北京大学准教授が伝える「中国人の日本観」(前編)
古市雅子(北京大学准教授)

中国で大きな影響力を持った日本のオタク文化

そこで人気を得たのが、日本のアニメである。さらにインターネットをプラットフォームにして、イラストや小説などを始めとする二次創作が盛んになった。また、単に作品を見るだけではなく、自分も作品やキャラクターに積極的に関わっていく「歌ってみた」「踊ってみた」など日本の「オタク文化」も同時に伝わった。インターネットに接する環境と時間の余裕、日本のコンテンツについて素養のあった大学生を中心に、再び日本アニメが盛り上がったのである。

中国にネット文化が現れ、盛り上がったのがネットスラングだ。その多くが香港映画か日本アニメ由来で、中でも、ある大学生が日本の深夜放送アニメ「ギャグマンガ日和」を中国語に勝手に吹き替えたものが爆発的な人気となった。そこから生まれた「給力」、今で言う「いいね」に近いニュアンスを表す言葉が一世を風靡した。

ちょうど2010年のサッカー・ワールドカップと時期が重なり、ネットを通して一つの番組を不特定多数の人が時間を共有しながら視聴する体験の広がりと共に、「給力」が日常生活にまで浸透した。バラエティ番組などでも頻繁に使われ、ついには共産党の機関紙『人民日報』が見出しに使用するに至って、当局から「公共のメディアでネットスラングを使わないように」と注意喚起されたほどである。

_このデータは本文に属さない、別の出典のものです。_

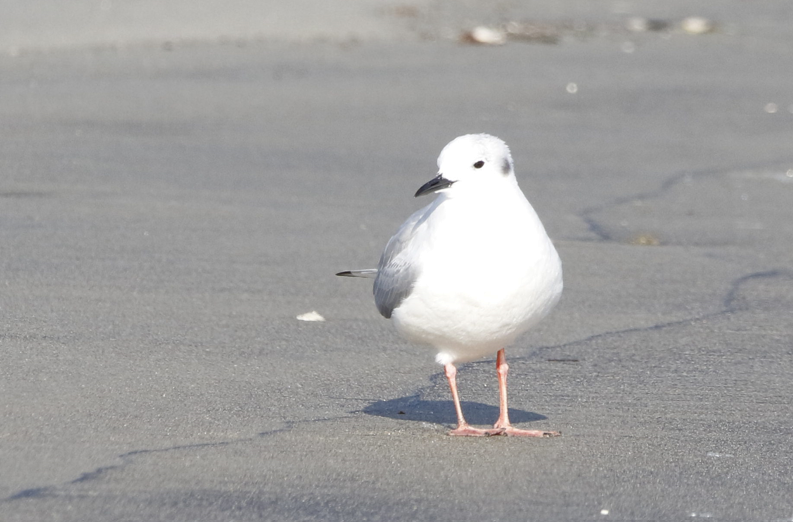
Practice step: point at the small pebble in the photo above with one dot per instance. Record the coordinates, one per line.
(697, 25)
(486, 36)
(310, 316)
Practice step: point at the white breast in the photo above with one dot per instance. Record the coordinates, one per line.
(488, 273)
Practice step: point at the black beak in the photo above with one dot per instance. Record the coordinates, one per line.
(434, 185)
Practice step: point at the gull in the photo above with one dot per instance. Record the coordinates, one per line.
(472, 271)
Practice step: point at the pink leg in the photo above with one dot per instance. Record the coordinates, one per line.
(463, 429)
(502, 368)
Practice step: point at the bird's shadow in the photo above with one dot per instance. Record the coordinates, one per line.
(442, 412)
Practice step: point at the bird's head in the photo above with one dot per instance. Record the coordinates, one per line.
(471, 162)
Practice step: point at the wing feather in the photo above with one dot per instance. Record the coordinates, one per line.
(398, 269)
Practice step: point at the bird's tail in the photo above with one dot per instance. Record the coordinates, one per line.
(370, 273)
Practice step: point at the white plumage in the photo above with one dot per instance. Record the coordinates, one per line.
(473, 270)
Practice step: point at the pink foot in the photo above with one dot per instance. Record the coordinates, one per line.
(468, 431)
(509, 431)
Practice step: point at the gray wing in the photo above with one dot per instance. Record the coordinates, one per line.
(397, 272)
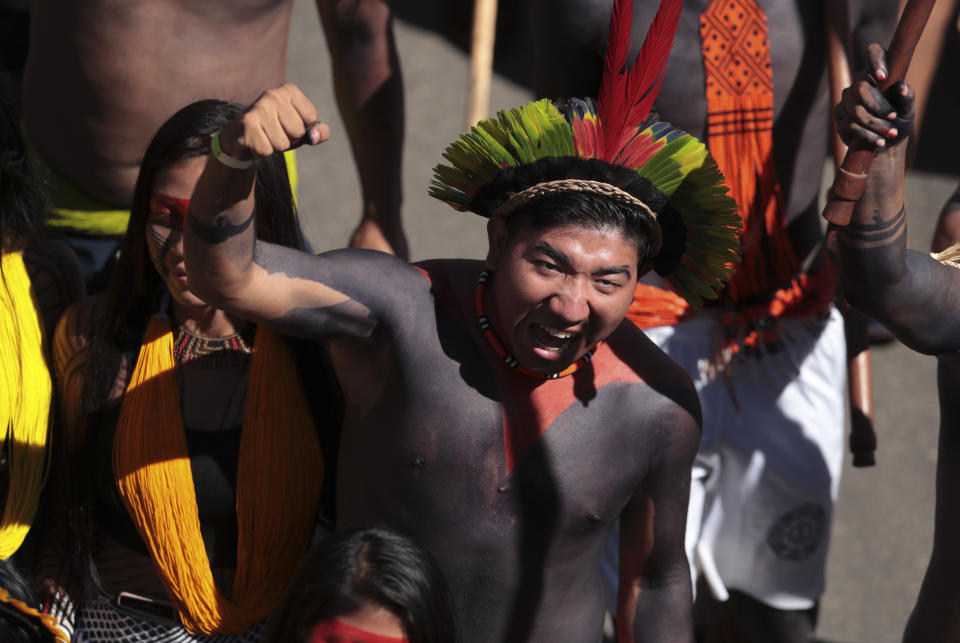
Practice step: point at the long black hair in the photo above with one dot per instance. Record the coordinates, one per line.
(133, 296)
(22, 201)
(357, 568)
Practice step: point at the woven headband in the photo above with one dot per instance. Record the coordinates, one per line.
(523, 197)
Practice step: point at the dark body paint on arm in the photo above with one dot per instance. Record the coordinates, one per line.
(425, 449)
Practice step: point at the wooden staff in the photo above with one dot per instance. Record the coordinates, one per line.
(863, 438)
(851, 179)
(481, 60)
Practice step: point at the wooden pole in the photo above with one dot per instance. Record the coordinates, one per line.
(863, 439)
(851, 179)
(481, 60)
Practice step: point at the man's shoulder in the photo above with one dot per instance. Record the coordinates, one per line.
(632, 355)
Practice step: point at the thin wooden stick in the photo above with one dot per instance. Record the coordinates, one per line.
(863, 438)
(851, 179)
(481, 60)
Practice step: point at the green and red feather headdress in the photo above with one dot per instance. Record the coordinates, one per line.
(618, 130)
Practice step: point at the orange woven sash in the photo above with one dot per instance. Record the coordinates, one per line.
(739, 95)
(279, 475)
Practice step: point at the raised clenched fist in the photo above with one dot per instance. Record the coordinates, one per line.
(880, 119)
(279, 120)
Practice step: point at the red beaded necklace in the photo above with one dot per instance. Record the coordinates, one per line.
(497, 345)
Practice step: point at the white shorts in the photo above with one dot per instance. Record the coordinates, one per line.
(767, 471)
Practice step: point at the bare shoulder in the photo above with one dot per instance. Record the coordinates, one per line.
(74, 334)
(55, 276)
(674, 399)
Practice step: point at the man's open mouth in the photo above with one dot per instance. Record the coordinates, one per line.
(550, 338)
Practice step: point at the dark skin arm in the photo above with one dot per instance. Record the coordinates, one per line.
(655, 598)
(369, 90)
(343, 293)
(917, 298)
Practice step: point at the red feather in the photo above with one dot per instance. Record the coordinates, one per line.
(625, 98)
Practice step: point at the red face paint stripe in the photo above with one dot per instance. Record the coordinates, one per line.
(339, 632)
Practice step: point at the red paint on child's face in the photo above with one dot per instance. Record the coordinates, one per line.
(169, 203)
(559, 291)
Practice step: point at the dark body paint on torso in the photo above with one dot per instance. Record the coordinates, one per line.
(423, 450)
(573, 35)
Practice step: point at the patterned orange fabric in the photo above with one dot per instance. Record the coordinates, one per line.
(739, 93)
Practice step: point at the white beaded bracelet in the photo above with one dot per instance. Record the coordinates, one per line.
(226, 159)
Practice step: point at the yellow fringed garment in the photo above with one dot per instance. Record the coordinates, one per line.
(46, 621)
(25, 391)
(278, 484)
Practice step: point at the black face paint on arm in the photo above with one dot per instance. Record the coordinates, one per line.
(220, 231)
(872, 234)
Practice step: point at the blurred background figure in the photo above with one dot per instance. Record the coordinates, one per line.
(151, 378)
(366, 586)
(39, 277)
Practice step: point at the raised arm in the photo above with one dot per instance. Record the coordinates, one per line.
(345, 292)
(655, 601)
(917, 298)
(369, 88)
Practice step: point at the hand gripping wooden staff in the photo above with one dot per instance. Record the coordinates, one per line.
(851, 179)
(863, 439)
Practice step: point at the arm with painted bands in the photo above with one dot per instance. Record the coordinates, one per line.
(339, 293)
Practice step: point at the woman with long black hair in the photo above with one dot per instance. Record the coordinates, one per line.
(193, 454)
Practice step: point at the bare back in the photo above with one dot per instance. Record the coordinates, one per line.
(103, 75)
(513, 483)
(572, 37)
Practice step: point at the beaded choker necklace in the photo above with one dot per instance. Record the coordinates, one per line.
(497, 345)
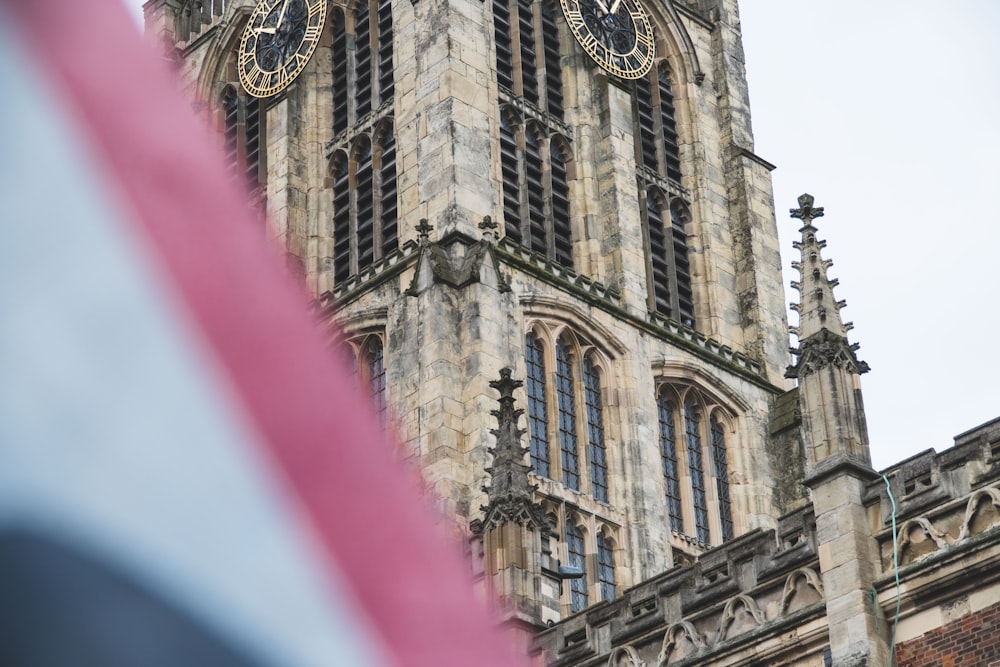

また日本語の「オタク」が、中国では「御宅」と漢字表記になってネットスラングとして使用され、今では「宅」という漢字は「外に出ず家にこもること」という意味の言葉としてすっかり定着した。今でもニュースなどで「受疫情影■(■はくちへんに向)、去年中国人都宅在家了」(コロナ禍のせいで昨年中国人はみんな「引きこもり」になった)などのように、様々なところで使われている。日本のオタク文化が、インターネットという新しいメディアのインパクトを借りて大きな影響力を持つにいたったのである。